Do you think any bones could help?I think i know what you mean but how long it takes?My problem is trapped gas.


----------



## 14484 (Mar 18, 2007)

ewwie. heh


----------



## french toasty (May 12, 2007)

SpAsMaN* said:


> Do you think any bones could help?I think i know what you mean but how long it takes?My problem is trapped gas.

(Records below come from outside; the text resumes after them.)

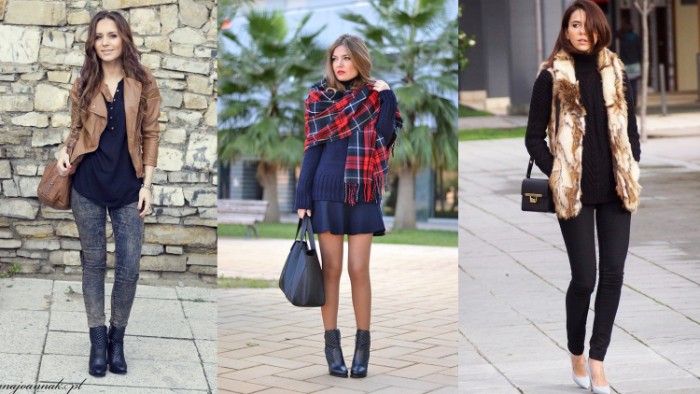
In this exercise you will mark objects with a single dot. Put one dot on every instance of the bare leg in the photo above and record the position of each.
(332, 262)
(359, 247)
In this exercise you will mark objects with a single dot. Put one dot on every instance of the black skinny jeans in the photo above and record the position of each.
(613, 227)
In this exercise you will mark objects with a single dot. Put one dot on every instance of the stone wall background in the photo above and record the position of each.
(41, 52)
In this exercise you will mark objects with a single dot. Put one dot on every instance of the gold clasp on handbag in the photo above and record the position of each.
(533, 197)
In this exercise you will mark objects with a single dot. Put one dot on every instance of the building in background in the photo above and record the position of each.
(238, 179)
(513, 37)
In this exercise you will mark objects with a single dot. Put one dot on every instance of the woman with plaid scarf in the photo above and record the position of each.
(351, 125)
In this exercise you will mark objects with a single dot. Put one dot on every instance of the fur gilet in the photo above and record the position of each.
(566, 137)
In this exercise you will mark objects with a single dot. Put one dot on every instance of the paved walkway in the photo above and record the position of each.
(170, 343)
(514, 273)
(266, 345)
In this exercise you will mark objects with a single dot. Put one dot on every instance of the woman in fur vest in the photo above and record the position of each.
(582, 105)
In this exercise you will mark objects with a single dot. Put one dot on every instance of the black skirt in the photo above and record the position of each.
(340, 218)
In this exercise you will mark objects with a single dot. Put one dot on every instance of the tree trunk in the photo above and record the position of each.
(405, 213)
(644, 9)
(267, 176)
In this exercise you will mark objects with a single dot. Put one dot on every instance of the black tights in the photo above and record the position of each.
(613, 226)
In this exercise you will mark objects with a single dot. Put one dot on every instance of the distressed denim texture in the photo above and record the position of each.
(128, 228)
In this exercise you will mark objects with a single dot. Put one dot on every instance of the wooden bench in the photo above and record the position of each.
(242, 212)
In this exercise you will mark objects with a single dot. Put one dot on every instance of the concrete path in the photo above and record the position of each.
(170, 342)
(266, 345)
(514, 273)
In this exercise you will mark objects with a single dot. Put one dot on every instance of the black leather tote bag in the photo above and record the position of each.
(301, 279)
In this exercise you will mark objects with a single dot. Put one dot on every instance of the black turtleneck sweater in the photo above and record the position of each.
(597, 179)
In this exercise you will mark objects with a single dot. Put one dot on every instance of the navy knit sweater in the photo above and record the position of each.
(322, 176)
(597, 179)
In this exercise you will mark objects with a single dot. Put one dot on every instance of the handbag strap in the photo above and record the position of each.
(529, 167)
(306, 230)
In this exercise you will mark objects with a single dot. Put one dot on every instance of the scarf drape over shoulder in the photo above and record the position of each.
(332, 115)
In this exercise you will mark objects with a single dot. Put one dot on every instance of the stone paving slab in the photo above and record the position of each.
(170, 342)
(514, 274)
(267, 345)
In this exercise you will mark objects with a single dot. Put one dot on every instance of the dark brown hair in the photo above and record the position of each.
(91, 73)
(360, 57)
(596, 25)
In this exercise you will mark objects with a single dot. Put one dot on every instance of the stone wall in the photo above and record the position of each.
(41, 52)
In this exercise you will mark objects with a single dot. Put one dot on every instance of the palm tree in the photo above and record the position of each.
(262, 84)
(416, 42)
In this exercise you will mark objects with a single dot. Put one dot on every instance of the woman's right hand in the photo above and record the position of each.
(63, 162)
(303, 211)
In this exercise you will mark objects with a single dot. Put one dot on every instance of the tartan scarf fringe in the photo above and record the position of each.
(331, 115)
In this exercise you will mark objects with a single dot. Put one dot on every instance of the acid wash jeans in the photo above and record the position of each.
(128, 238)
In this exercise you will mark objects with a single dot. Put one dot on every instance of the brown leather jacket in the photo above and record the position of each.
(141, 124)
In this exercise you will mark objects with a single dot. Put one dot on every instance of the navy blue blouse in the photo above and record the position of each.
(107, 176)
(322, 176)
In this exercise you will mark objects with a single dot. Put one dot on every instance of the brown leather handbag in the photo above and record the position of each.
(54, 189)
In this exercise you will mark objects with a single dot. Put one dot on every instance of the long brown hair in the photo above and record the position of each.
(360, 59)
(91, 73)
(596, 25)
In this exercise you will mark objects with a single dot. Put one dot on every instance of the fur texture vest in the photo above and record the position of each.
(567, 127)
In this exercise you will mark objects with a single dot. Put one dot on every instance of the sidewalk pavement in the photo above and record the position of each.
(514, 274)
(170, 342)
(266, 345)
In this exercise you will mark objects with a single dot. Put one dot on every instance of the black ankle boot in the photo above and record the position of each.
(115, 350)
(98, 351)
(334, 354)
(361, 358)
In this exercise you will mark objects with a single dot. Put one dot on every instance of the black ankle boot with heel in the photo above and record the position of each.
(115, 350)
(97, 365)
(334, 354)
(361, 358)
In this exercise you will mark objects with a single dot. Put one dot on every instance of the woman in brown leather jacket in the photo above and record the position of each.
(114, 132)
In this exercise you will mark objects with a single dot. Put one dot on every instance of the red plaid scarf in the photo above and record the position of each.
(332, 115)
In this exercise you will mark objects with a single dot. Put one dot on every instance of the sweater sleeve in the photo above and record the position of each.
(537, 121)
(387, 110)
(312, 156)
(632, 132)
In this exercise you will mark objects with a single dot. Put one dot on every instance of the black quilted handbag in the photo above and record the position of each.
(536, 195)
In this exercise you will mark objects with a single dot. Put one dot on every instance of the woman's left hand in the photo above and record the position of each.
(380, 85)
(145, 197)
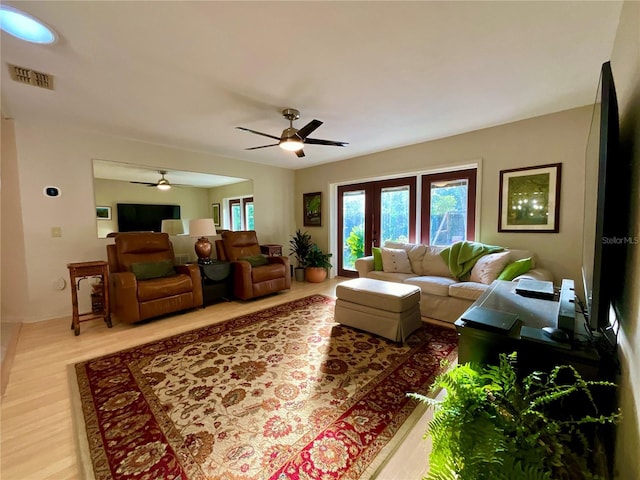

I tried chicken bones and they did not work. I think beef or bison would be fine. I use marrow bones and just keep boiling them daily long after the marrow is gone. I occasionally add some bones and take out some old bones. I put them in a big stock pot. My theory is that the lining of my intestine is irritated thus causing spasms that inhibit peristaltic action, thus causing constipation. I think the bone broth is soothing and if you make a soup, it tastes good too. This is seriously the only thing that has helped me and I have tried everything! I think its really worth a try.


----------



## SpAsMaN* (May 11, 2002)

Do you have a recipe?


----------



## SpAsMaN* (May 11, 2002)

> I ordered some bison marrow bones online and boiled them down.


You can buy meat on-line?


----------



## eric (Jul 8, 1999)

I am a chef, this is how you make beef broth or even further demi galze with beef bones.Broth adds electrolytes.I am surprized the chicken bones didn't help, it has been shown to sooth inflammation and add electrolytes into the system. Hence now why "grandma's" chicken soup helps.Beef has other properties though.


----------



## SpAsMaN* (May 11, 2002)

My bones are boiling.I will drink the broth.How long should i boil it?


----------



## SpAsMaN* (May 11, 2002)

I just fill a cup of beef bone broth.Wow,this smell bad!


----------



## 22302 (Apr 29, 2007)

french toasty said:


> I tried chicken bones and they did not work. I think beef or bison would be fine. I use marrow bones and just keep boiling them daily long after the marrow is gone. I occasionally add some bones and take out some old bones. I put them in a big stock pot. My theory is that the lining of my intestine is irritated thus causing spasms that inhibit peristaltic action, thus causing constipation. I think the bone broth is soothing and if you make a soup, it tastes good too. This is seriously the only thing that has helped me and I have tried everything! I think its really worth a try.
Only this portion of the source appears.